La réduction des dettes et des déficits doit être au coeur de toutes les politiques. Personne ne peut plus ignorer la gravité de la situation. Continuer à financer nos investissements d’avenir tout en protégeant notre système social devient difficile dans ce contexte et tous les choix sont cruciaux, chaque dossier doit être examiné avec vigilance et précision.

Visiblement, Yannick Haury semble oublier cette réalité financière car il déclare dans un entretien à Ouest France (22/07/11) concernant le projet de navette fluviale entre Saint Brévin et Saint Nazaire, projet uniquement pour les pontons pré-estimé par le CG à plus de 2 millions € :

J’ignore quel sera le montage financier, mais c’est vrai que ce serait un plus pour la commune.
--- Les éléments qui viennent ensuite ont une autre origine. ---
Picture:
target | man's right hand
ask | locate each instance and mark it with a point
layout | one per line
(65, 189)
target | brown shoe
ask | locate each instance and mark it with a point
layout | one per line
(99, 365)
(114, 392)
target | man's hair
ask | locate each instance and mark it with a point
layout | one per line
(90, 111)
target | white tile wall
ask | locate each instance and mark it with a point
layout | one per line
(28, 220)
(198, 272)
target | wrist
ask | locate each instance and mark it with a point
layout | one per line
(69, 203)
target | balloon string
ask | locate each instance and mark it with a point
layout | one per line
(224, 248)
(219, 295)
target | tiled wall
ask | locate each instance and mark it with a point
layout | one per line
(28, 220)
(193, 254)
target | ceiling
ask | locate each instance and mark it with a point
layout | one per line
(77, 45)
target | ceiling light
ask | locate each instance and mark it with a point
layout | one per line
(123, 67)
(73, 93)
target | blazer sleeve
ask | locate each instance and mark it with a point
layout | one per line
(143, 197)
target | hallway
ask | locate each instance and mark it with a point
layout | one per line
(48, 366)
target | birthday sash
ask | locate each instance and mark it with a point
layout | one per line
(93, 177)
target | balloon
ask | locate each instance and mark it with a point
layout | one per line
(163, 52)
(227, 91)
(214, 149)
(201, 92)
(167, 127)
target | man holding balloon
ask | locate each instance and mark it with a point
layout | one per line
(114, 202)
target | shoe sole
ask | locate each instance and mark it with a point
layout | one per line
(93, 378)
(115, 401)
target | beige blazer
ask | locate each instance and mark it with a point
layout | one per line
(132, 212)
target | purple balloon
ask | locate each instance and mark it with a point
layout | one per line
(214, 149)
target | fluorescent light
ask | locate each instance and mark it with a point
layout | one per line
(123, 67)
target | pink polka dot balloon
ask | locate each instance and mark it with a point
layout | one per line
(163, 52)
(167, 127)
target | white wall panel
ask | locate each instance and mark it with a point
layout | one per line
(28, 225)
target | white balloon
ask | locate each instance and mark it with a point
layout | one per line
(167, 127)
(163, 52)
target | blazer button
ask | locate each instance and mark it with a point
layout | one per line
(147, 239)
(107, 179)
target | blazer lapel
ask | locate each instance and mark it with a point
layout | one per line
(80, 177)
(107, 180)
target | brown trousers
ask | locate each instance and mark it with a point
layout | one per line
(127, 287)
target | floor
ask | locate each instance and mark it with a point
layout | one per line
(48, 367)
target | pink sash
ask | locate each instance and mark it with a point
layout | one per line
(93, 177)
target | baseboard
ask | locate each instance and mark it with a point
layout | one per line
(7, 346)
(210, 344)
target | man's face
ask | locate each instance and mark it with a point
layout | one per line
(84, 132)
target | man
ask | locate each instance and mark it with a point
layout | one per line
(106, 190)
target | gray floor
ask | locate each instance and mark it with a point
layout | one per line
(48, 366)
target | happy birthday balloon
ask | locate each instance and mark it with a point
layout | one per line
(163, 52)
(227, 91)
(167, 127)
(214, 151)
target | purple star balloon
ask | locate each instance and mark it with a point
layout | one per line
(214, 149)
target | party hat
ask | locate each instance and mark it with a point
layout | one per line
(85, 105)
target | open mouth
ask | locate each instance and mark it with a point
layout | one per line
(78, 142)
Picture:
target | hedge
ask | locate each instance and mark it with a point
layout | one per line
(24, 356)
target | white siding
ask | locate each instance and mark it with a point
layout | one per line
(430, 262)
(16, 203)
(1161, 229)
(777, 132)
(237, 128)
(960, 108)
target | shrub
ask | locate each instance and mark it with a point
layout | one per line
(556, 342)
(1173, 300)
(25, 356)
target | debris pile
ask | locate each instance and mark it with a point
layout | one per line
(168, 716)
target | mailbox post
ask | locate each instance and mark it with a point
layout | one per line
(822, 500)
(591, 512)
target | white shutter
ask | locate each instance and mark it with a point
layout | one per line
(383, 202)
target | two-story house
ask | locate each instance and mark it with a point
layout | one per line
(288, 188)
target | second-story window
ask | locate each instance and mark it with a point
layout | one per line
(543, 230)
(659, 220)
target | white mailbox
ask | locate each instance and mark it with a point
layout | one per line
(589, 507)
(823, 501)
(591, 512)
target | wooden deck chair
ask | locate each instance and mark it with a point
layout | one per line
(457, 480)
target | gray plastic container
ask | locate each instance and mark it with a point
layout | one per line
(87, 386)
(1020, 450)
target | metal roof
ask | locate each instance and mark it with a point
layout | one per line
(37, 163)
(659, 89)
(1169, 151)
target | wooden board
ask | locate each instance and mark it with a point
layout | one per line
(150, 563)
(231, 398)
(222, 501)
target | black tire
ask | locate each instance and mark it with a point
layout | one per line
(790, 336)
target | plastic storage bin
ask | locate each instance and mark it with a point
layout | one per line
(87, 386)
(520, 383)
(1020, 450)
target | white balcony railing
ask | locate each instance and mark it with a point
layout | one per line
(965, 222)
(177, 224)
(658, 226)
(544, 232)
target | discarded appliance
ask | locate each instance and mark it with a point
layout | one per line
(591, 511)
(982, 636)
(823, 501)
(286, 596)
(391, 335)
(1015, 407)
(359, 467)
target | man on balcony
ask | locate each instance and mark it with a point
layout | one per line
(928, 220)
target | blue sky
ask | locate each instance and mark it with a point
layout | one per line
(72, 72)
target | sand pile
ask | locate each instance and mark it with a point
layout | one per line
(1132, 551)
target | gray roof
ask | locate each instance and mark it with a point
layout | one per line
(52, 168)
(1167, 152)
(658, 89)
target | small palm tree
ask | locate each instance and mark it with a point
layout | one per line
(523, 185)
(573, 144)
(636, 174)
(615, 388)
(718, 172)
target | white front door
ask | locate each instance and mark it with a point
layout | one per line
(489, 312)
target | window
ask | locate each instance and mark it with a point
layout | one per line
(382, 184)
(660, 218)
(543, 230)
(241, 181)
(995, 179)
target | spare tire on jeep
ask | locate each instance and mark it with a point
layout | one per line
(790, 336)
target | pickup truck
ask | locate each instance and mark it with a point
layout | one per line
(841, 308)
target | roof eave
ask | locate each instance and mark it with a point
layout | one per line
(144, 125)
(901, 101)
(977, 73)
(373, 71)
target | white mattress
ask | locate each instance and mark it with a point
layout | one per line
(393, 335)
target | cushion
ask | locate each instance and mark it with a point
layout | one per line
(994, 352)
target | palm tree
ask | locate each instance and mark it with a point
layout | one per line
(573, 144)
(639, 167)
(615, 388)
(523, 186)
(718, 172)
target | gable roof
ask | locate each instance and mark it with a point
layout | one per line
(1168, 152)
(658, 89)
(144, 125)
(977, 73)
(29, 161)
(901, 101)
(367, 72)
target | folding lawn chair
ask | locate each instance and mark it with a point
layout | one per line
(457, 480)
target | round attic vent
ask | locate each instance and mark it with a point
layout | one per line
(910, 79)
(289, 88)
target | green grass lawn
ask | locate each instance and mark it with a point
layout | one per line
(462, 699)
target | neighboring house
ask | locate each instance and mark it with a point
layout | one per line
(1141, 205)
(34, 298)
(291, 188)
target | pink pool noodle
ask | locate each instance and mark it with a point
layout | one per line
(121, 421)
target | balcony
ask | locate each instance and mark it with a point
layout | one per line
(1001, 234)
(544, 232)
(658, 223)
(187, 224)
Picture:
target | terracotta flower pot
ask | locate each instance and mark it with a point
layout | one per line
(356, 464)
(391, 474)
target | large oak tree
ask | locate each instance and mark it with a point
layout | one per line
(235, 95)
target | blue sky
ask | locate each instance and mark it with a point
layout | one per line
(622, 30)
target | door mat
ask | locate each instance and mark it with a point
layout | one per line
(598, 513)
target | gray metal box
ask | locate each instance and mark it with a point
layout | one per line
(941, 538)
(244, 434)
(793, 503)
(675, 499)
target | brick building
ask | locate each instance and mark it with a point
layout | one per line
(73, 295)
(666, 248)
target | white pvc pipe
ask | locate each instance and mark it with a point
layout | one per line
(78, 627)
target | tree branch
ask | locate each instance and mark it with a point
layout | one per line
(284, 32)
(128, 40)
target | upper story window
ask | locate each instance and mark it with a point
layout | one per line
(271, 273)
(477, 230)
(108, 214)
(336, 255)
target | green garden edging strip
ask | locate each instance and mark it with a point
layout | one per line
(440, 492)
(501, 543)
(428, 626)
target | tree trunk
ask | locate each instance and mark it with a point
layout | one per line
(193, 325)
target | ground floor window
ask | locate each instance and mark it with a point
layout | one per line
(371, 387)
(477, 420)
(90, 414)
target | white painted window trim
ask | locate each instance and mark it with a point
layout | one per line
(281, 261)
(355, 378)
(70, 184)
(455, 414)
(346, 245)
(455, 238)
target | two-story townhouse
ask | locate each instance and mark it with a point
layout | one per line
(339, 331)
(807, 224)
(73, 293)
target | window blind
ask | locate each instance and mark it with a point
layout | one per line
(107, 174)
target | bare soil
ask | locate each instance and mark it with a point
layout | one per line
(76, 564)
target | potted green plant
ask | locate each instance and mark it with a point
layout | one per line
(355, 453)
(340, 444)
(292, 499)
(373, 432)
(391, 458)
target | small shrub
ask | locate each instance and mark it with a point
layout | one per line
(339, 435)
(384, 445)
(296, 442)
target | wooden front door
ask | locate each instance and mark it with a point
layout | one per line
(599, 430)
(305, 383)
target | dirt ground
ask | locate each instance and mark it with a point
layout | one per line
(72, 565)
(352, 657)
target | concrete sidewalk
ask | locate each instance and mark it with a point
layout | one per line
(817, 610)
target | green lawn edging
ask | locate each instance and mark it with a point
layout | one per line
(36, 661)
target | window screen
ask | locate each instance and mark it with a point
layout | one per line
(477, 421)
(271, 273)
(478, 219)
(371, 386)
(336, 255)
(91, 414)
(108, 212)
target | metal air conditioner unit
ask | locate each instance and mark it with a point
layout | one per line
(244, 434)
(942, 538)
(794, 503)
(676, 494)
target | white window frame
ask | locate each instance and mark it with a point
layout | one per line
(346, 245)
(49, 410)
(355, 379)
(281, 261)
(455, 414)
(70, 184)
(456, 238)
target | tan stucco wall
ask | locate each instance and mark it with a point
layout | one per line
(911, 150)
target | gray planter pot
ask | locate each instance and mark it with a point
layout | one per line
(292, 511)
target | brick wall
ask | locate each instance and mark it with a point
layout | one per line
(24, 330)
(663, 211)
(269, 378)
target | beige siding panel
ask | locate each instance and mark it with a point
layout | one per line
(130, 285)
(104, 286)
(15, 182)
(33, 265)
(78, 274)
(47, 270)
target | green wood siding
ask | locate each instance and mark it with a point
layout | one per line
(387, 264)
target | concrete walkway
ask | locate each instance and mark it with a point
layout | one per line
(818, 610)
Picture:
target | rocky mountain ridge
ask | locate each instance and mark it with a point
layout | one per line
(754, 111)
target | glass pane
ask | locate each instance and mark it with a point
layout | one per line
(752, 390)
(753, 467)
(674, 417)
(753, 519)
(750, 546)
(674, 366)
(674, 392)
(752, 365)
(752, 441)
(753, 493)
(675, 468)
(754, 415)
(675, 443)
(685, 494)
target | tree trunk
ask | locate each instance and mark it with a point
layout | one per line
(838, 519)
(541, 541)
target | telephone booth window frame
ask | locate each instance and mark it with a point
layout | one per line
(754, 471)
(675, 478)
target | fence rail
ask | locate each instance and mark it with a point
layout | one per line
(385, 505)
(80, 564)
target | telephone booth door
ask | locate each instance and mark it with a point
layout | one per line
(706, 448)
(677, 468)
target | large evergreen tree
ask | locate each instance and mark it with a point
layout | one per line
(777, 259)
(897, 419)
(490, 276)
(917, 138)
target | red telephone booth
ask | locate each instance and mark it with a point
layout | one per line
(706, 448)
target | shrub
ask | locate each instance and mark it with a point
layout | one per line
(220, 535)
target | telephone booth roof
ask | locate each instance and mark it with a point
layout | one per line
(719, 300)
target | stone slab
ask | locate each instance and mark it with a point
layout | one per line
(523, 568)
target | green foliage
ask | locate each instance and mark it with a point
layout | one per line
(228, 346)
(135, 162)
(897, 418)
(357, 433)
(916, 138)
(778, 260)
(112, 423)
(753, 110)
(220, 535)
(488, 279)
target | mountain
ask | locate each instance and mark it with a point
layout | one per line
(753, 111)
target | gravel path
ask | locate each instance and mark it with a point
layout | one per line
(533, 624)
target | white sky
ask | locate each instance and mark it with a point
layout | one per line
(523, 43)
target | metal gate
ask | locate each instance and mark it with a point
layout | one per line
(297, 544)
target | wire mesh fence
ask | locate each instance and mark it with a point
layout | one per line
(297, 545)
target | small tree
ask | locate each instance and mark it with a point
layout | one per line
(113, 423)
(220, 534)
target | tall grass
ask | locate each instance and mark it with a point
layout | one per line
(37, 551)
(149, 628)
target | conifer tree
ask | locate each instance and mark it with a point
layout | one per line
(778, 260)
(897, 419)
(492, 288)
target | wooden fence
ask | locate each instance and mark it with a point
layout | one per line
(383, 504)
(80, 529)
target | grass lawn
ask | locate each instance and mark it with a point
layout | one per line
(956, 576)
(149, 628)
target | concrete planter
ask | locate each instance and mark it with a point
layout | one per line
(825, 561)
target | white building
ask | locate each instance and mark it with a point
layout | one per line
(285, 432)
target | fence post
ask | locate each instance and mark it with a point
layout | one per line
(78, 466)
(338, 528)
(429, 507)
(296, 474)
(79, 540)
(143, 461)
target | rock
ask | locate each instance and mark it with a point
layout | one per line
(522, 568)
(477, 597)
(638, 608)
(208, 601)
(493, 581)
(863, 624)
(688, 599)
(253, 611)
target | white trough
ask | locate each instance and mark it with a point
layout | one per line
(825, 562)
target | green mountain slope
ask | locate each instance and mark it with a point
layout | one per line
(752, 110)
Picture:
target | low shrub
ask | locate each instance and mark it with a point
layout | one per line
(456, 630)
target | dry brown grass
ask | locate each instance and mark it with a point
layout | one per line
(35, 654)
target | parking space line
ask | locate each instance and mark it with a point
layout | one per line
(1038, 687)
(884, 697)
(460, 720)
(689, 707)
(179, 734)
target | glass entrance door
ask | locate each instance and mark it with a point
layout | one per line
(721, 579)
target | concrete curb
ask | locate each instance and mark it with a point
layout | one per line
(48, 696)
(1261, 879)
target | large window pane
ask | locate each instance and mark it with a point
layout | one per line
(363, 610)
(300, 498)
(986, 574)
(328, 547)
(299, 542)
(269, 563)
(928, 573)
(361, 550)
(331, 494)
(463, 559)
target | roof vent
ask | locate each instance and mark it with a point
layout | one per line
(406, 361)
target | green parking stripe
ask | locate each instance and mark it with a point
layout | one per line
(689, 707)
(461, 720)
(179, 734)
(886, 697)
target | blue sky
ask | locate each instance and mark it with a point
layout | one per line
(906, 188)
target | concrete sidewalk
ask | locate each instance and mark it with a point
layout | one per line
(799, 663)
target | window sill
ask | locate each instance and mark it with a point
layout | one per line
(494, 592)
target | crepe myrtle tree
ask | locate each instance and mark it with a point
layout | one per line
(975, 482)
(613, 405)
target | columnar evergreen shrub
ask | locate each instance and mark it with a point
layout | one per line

C’est donc avec beaucoup d’inquiétude que j’ai relu l’article. Je partage la seconde partie de la phrase car tout serait un plus pour la commune mais la question fondamentale aujourd’hui est  : comment je finance ce plus ? Et ce plus est-il indispensable ? Ignorer ce point essentiel c’est un manquement grave à la fonction, c’est faire preuve de beaucoup de légèreté avec nos impôts. Je rappel que le Conseil Général les a déjà augmentés pour réussir à boucler le budget 2010. Des élus historiques utilisent sans fin la dette collective comme les ménages surendettés utilisent sans fin le crédit revolving.

Mr Haury qui cumule les fonctions exécutives (Maire, président de la CCSE, président du SCOT et Conseiller Général) ne doit pas ignorer non plus que les habitants de St Brévin cumulent aussi les fonctions de contribuables de la commune, de la communauté de communes, du département (et de la région et de la nation !).

Des propos désinvoltes et graves. Un comportement peu responsable à mon sens dans le contexte actuel de crises. J’avais lors de la campagne des cantonales pris position contre ce projet, non pas parce qu’il est mauvais, au contraire avec des finances saines je serai le premier à le soutenir mais parce qu’il y a d’autres priorités d’investissements.